The combination of embedding-based semantic matching and user-friendly interface design addresses both technical and practical barriers to data harmonization. By achieving precision scores ranging from 0.92 to 0.99 across different types of clinical terms, the system demonstrates reliable performance in automated concept mapping while maintaining the flexibility needed for diverse research contexts.

The tool’s successful processing of varied data types ranging from clinical observations to demographic information supports its potential utility across multiple research domains. This aligns with the goals of the NIH HEAL Initiative Data Ecosystem [26,27,30-34] and the NIH Office of Data Science Strategy to make biomedical research data FAIR [5].

By lowering technical barriers to data harmonization while maintaining high accuracy standards, this tool could accelerate the transition toward a more connected digital health research ecosystem.
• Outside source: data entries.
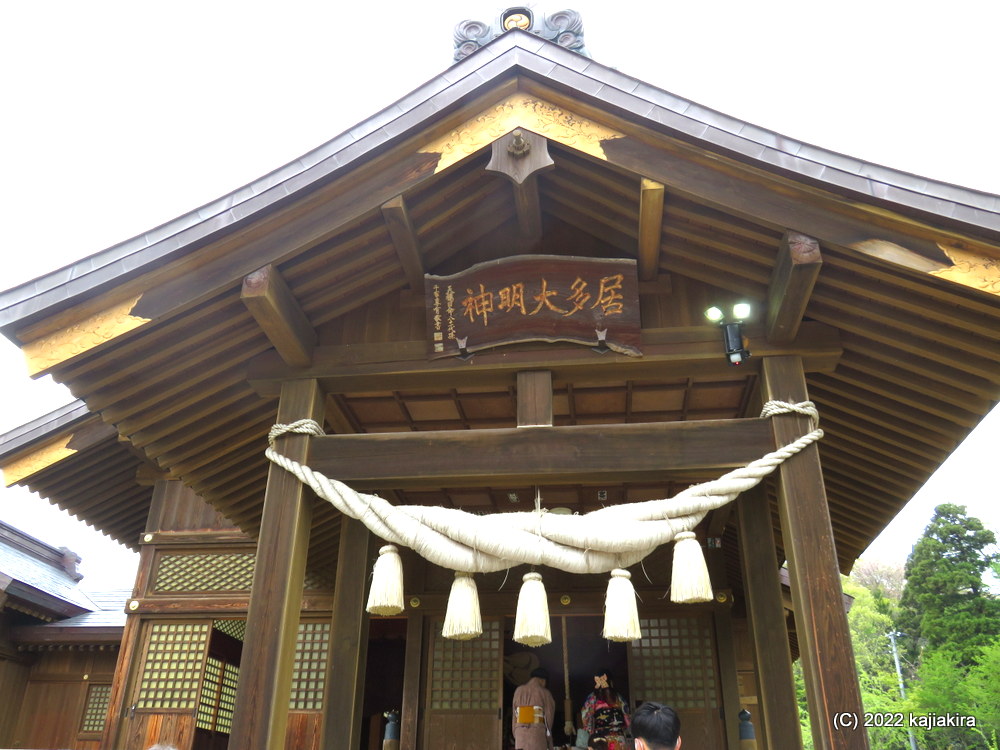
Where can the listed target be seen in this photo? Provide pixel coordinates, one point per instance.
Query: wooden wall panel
(146, 730)
(13, 681)
(305, 730)
(50, 714)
The ability for clinical researchers to directly participate in data standardization processes without extensive informatics expertise could lead to more comprehensive and nuanced data transformations, ultimately supporting more robust research findings.

Future work should focus on implementing performance optimizations; expanding validation across additional clinical domains; and further reducing the technical expertise required for complete extract, transform, and load processes. These improvements will help maximize the tool’s impact on accelerating clinical data interoperability and reuse, particularly for smaller research teams and institutions that may currently lack resources for comprehensive data standardization efforts.